Cette découverte me désolait : Qu’avais-je besoin d’ouvrir cette caisse d’étoffe ? Mais était-ce bien du drap ? il fallait s’en assurer. Je recommençai le même travail, qui me donna bien plus de peine que la fois précédente : les difficultés se compliquaient, la position était plus mauvaise ; et je travaillais avec moins d’ardeur, n’ayant plus guère d’espoir. Dès que mon couteau fut entré dans le sapin, et l’eut traversé, dans toute son épaisseur, je sentis quelque chose de moelleux qui fuyait devant l’acier, et dont la souplesse indiquait la nature. C’était perdre son temps que d’aller plus loin ; mais j’obéissais malgré moi au besoin d’acquérir une preuve matérielle de ce que mon esprit ne révoquait pas en doute, et je poursuivis ma tâche sous l’influence d’une curiosité pour ainsi dire physique.

Le résultat fut celui que j’attendais : c’était bien du lainage qui se trouvait dans la caisse.

Mon couteau m’échappa ; et vaincu par la fatigue, accablé par le chagrin, je tombai à la renverse, dans un état d’insensibilité presque absolue.

Cette léthargie se prolongea quelque temps ; je ne sais pas au juste quelle en fut la durée ; mais j’en fus tiré tout à coup par une douleur subite, pareille à celle que m’aurait causée une aiguille rougie, ou le tranchant d’un canif qui se serait enfoncé dans l’un de mes doigts.
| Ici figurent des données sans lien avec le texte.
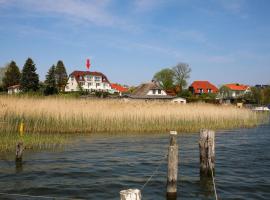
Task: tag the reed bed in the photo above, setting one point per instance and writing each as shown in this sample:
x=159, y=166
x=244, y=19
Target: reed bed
x=32, y=141
x=61, y=115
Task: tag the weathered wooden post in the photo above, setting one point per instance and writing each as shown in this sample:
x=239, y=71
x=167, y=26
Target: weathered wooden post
x=130, y=194
x=19, y=151
x=172, y=166
x=207, y=152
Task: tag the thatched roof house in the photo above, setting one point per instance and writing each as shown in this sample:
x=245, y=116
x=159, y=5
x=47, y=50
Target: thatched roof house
x=149, y=91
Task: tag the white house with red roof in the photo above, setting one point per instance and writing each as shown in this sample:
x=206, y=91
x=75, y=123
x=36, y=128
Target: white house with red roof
x=118, y=88
x=203, y=87
x=88, y=81
x=233, y=91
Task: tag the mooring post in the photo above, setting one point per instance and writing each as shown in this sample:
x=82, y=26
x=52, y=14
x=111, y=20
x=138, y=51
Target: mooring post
x=19, y=151
x=172, y=166
x=207, y=152
x=130, y=194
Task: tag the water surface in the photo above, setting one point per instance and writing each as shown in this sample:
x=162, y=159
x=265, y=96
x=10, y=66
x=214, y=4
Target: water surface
x=99, y=166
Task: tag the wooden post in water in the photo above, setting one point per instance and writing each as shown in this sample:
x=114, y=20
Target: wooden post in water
x=19, y=151
x=207, y=152
x=172, y=166
x=130, y=194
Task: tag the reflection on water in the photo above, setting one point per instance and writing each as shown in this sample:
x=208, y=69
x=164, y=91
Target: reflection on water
x=99, y=166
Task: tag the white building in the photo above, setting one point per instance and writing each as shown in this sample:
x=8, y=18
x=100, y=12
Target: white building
x=15, y=89
x=88, y=81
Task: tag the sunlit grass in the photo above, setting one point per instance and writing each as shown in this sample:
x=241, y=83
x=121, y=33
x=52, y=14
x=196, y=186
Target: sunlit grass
x=62, y=115
x=32, y=141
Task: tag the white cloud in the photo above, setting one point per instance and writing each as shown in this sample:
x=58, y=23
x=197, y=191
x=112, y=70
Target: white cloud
x=91, y=11
x=146, y=5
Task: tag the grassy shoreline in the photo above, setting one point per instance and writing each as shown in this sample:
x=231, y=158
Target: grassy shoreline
x=48, y=120
x=60, y=115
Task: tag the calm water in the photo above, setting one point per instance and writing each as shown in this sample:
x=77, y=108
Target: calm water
x=98, y=167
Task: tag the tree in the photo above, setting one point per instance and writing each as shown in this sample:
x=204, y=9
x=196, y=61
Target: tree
x=29, y=80
x=2, y=73
x=181, y=74
x=12, y=75
x=50, y=82
x=165, y=78
x=61, y=75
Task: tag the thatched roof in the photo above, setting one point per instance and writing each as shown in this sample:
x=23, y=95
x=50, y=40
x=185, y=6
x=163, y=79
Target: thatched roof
x=144, y=88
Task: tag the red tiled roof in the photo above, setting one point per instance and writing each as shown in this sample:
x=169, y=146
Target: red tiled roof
x=79, y=75
x=237, y=87
x=14, y=86
x=205, y=85
x=118, y=87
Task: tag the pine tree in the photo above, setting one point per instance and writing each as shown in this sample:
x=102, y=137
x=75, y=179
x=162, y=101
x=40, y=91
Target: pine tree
x=50, y=82
x=12, y=75
x=61, y=75
x=29, y=79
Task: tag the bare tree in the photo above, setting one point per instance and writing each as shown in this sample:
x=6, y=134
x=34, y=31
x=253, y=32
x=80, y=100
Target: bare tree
x=181, y=74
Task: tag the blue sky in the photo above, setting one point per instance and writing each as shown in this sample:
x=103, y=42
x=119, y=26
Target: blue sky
x=223, y=41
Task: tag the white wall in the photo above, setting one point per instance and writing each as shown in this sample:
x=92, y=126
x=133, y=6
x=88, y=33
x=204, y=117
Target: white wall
x=151, y=92
x=88, y=84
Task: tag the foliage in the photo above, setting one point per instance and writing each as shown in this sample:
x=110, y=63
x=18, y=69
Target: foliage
x=50, y=82
x=259, y=96
x=2, y=73
x=12, y=75
x=61, y=75
x=29, y=80
x=181, y=74
x=165, y=78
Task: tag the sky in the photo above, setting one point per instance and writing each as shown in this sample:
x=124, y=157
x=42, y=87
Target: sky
x=223, y=41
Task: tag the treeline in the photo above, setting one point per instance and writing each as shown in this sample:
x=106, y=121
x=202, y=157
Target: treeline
x=28, y=78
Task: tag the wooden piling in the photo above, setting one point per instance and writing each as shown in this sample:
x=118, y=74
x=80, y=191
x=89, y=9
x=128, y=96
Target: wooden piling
x=130, y=194
x=172, y=166
x=19, y=151
x=207, y=152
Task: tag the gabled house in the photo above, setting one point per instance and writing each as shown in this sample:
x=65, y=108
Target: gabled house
x=150, y=90
x=233, y=91
x=202, y=87
x=118, y=88
x=87, y=81
x=15, y=89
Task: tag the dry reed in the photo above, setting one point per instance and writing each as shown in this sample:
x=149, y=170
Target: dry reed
x=60, y=115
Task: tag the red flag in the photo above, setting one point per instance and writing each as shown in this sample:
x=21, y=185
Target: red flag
x=88, y=64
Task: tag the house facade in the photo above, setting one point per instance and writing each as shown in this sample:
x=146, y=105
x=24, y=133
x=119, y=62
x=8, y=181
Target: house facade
x=233, y=91
x=118, y=88
x=15, y=89
x=202, y=87
x=87, y=81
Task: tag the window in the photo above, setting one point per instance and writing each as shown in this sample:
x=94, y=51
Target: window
x=200, y=90
x=97, y=78
x=88, y=78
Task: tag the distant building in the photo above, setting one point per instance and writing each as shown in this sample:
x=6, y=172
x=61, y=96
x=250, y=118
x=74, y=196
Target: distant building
x=87, y=81
x=202, y=87
x=233, y=91
x=118, y=88
x=15, y=89
x=262, y=86
x=152, y=91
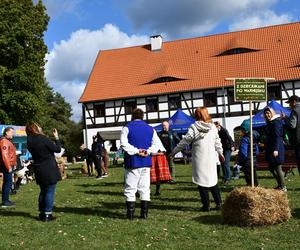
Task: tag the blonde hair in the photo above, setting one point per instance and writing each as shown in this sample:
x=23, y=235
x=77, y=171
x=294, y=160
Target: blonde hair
x=270, y=110
x=33, y=128
x=201, y=114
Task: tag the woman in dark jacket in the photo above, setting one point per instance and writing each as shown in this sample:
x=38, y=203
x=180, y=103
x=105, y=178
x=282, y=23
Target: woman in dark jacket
x=274, y=146
x=46, y=171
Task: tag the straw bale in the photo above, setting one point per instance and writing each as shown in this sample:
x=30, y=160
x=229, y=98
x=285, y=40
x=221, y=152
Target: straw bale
x=256, y=206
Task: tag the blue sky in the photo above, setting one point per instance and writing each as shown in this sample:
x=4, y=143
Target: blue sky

Je me levai en secouant brusquement la main, persuadé que j’avais saisi mon couteau par la lame, car je me rappelai qu’il était resté ouvert en tombant.

Mais quand je fus réveillé tout à fait, je compris que ce n’était pas le tranchant de l’acier qui m’avait causé cette douleur ; à la sensation toute particulière qui accompagnait ma blessure, je reconnaissais qu’un rat m’avait mordu.

Mon engourdissement léthargique fut bientôt dissipé, et je retrouvai toutes mes terreurs ; cette fois l’attaque m’était bien personnelle, et avait eu lieu sans provocation aucune. Au brusque mouvement que j’avais fait, l’agresseur s’était sauvé ; mais il reviendrait, cela ne faisait pas le moindre doute.

Plus de sommeil ; il fallait se mettre sur ses gardes, et recommencer la lutte. Bien que l’espoir de sortir de mon cachot fût bien faible à présent, je me révoltais à la seule pensée d’être dévoré tout vif ; je devais mourir de faim, c’était affreux ; mais cela m’effrayait moins que d’être mangé par les rats.

La caisse où je me trouvais alors était assez grande pour que je pusse y dormir, et j’avais un tel besoin de repos que je fus obligé de faire un grand effort pour la quitter. Mais l’intérieur de ma cabine était plus sûr, je pouvais m’y barricader plus aisément, et j’y avais moins à craindre mes odieux adversaires. Je ramassai mon couteau, le paquet où était mon biscuit, et je retournai dans ma cellule.

Elle était devenue bien étroite, j’avais été contraint d’y placer l’étoffe qui se trouvait dans la caisse, et j’eus de la peine à m’y loger avec mes miettes. Ce n’était plus une cabine, c’était un nid.

Les pièces de drap, empilées contre les tonnes d’eau et de liqueur, me défendaient parfaitement de ce côté ; il ne restait plus qu’à fortifier l’autre bout comme il l’était auparavant. La chose faite, je mangeai l’une de mes parcelles de biscuit, je l’arrosai de libations copieuses, et je cherchai le repos d’esprit et de corps qui m’était si nécessaire.